Asimismo, dijo, muchos factores diferentes entran en acción cuando una mujer elige pareja, y la genética del sistema inmunológico explica “sólo una partecita” del rompecabezas más grande.
El factor genético
Investigaciones de la importancia del sistema inmunológico en las preferencias de apareamiento se han concentrado en una franja genética conocida como Complejo mayor de histocompatibilidad o CMH.
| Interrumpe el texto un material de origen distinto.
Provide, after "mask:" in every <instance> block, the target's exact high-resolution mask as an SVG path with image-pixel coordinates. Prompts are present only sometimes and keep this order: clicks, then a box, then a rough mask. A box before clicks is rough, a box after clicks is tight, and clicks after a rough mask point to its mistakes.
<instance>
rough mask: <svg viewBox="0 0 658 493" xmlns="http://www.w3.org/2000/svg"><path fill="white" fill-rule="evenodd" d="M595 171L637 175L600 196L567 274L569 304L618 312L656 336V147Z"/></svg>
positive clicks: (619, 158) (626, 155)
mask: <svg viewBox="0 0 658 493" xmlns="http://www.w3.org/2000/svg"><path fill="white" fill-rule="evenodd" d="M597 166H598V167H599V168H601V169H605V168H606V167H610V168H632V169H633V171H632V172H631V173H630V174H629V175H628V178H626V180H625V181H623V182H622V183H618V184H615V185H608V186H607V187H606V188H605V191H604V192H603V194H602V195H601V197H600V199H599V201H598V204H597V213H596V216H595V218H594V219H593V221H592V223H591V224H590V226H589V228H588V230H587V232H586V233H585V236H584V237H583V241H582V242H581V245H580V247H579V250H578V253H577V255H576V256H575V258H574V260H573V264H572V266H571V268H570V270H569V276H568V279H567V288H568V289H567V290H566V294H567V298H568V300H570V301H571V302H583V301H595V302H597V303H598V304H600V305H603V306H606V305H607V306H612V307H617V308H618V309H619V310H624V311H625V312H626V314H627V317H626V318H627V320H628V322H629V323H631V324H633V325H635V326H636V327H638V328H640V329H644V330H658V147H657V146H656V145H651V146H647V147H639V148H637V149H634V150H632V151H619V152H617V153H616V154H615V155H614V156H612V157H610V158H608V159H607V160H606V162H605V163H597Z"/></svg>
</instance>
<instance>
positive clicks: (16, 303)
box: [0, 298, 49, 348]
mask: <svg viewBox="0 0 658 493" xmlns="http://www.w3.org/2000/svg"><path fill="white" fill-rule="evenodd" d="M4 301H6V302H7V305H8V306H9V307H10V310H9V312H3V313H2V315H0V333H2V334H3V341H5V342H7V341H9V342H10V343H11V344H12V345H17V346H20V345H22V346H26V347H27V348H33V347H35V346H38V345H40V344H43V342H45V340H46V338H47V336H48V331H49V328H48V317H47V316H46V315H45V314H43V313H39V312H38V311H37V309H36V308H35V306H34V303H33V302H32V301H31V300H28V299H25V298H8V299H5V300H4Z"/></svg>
Los genes del CMH contienen el programa que usan las células para hacer proteínas que reconocen sustancias extrañas como partes de virus, bacterias o polen, e inician respuestas inmunológicas rápidas. La naturaleza ha hecho evolucionar genes del CMH con tal variedad asombrosa que prácticamente no hay dos individuos que tengan conjuntos idénticos. En promedio, las parejas humanas heterosexuales comparten sólo alrededor de 20% de sus genes del CMH, dicen los científicos.
Se ha sabido por años que muchos animales, incluidas las ratas, los ratones, algunas aves e incluso algunos lagartos, detectan diferencias genéticas del CMH a través del olor, y hacen su elección de apareamiento en consecuencia. En la última década, los experimentos han indicado que las personas también pueden oler las diferencias.
En 1995, científicos europeos describieron un experimento en el que se le pidió a 49 mujeres estudiantes universitarias que calificaran “el agrado” hacia el olor de camisetas sin lavar que estudiantes varones habían usado durante dos noches. El análisis genético de las participantes mostró que la probabilidad de que una mujer asignara una calificación de agradable a una camiseta estaba relacionada en forma significativa al grado en el que los genes del CMH diferían de los del usuario.
El experimento se repitió en Estados Unidos y Brasil con resultados parecidos.
En octubre pasado, Gangestad y otros investigadores de la Universidad de Nuevo México informaron en la revista Psychological Science sobre experimentos realizados para responder la siguiente pregunta lógica: si es que las variaciones en el CMH podrían tener un efecto en las relaciones humanas concretas.